Singapore has pursued and sought "A" students (scholars) and brought them into the ranks of the civil service. This allows for forward planning, policy development and review, and competent regulation and administration of policies and services.
Certainly we need "A" students in the Singapore civil service to develop coherent policies and regulate the private sector, but the "A" students are also needed in the private sector. We can tell if there are not enough "A" scholar graduates in the civil service - poor regulatory oversight, private sector running circles around the regulators, etc.
How do we know if there are too many "A" students in the civil service? How can we tell if there is not enough innovation in the private sector?

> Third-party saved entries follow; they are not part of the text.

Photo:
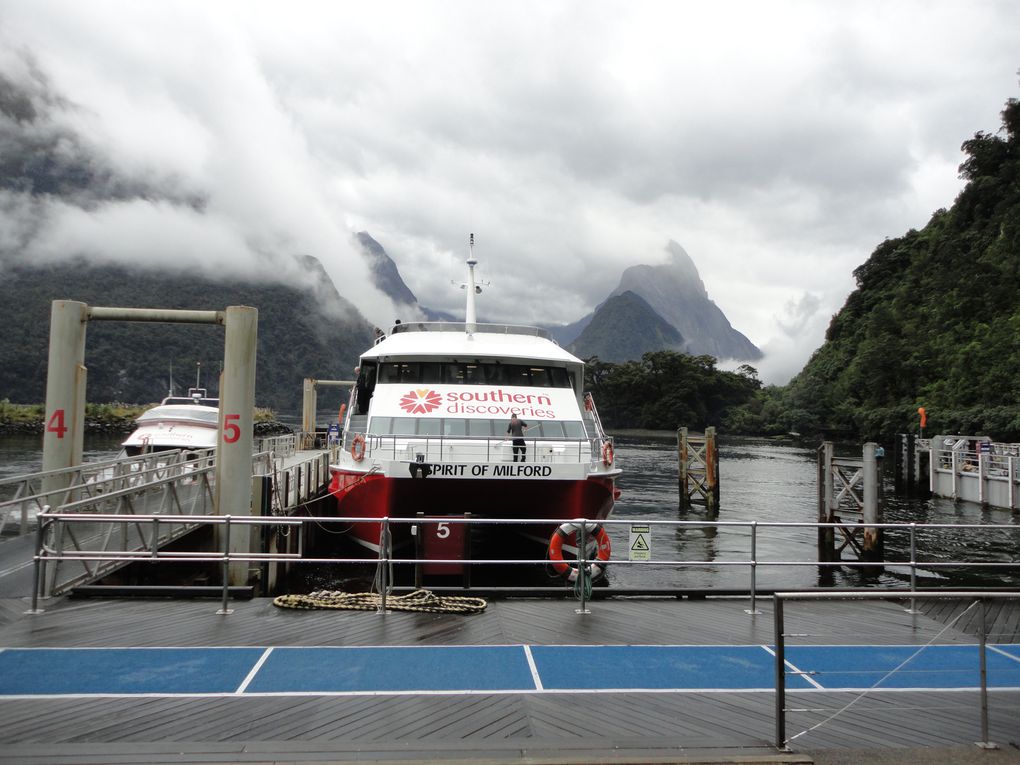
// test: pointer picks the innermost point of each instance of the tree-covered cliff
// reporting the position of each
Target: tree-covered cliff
(934, 320)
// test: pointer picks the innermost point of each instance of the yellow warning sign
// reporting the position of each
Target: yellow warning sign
(641, 543)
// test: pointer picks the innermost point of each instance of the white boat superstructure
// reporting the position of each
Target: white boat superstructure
(190, 422)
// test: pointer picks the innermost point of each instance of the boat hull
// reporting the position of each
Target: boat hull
(374, 497)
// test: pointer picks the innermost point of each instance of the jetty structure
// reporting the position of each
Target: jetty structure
(967, 468)
(652, 677)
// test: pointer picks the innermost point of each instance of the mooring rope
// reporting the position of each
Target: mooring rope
(419, 600)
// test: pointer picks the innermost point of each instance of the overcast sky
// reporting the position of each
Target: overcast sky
(779, 143)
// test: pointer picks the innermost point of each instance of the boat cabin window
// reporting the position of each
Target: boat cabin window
(456, 426)
(476, 373)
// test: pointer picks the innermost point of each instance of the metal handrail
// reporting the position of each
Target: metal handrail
(779, 634)
(386, 559)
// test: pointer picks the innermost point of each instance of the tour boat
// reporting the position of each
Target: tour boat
(190, 422)
(426, 432)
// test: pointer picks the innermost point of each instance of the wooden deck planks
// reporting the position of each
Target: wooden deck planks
(453, 725)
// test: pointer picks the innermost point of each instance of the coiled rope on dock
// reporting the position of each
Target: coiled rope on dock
(419, 600)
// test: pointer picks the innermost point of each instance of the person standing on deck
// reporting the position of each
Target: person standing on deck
(516, 428)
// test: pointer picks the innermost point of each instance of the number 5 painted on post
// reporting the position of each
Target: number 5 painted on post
(232, 430)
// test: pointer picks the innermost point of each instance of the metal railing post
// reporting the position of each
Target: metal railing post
(37, 573)
(754, 569)
(582, 577)
(384, 564)
(984, 743)
(780, 672)
(223, 609)
(913, 566)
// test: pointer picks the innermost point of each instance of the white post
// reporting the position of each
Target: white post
(870, 509)
(236, 442)
(64, 426)
(309, 405)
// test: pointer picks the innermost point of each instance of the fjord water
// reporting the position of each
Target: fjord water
(760, 480)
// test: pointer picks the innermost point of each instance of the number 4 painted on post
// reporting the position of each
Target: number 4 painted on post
(232, 430)
(56, 423)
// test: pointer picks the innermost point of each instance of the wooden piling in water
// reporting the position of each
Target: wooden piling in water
(848, 486)
(699, 470)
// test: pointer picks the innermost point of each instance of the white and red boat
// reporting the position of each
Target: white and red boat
(425, 431)
(190, 422)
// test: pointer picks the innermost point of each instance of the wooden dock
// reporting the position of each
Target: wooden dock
(534, 727)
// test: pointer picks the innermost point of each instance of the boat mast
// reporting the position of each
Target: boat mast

We are working with a finite pool of talent. Paying for talent in the civil service may prevent a lack of talent in the civil service, but there is no way to prevent an over accumulation of talent in the civil service.
How do we know if there is not enough talent in the private sector? Maybe the lack of innovation and entrepreneurs is an indicator?
If all the "A" students are in the government coming up with regulations, and the "B" students are in the private sector trying to work within the regulations, and unable to come up with innovative ways to succeed in spite of the regulations, perhaps that is why we have so few entrepreneurs?
And then there is the US, Federal Aviation Administration (FAA), and how they certify planes as air-worthy, and safe.
They let the plane manufacturer (in this case Boeing) self-certify. Because the FAA does not have the capacity, experience, expertise, or staff needed to certify a complex product like a Boeing aircraft as safe or air-worthy.
So they depend on Boeing's engineers to self-certify.
I think in this case, the "A" students went to Boeing and the "B" students went to the FAA.
So the "A" students went on to redesign the 737-Max 8, and then self-certify that everything was hunky-dory, and the FAA took their word for it, because those "B" students didn't know any better.
Or didn't know enough to ask the right questions.
Oh, and President Trump donated his $400,000 presidential salary to the govt. So he's working for free.
Meanwhile in Singapore, the scholars in our civil service has out-done themselves with an impressive Skill Framework on the Industry Transformation Map.
As Nassim Taleb notes in his book “Antifragile”, we cannot possibly teach children, and adults for that matter, skills for the 21st century when we don’t and can’t know what skills will be required. This is a world in which the “dream job” has not even been dreamt up yet.
The question then is: Why have this level of detail or, in government-speak, granularity?
Wouldn't it somehow constrain your ability to re-imagine your job, and the notions of "job adjacency"? It strikes me as rather futile, even if impressive-sounding.
I suggest that we learn from the physicist Murray Gell-Man’s exhortation to take “a crude look at the whole”, and to take a deliberately crude look at skills.
It is strange to think that "over-competence" may be as bad as incompetence.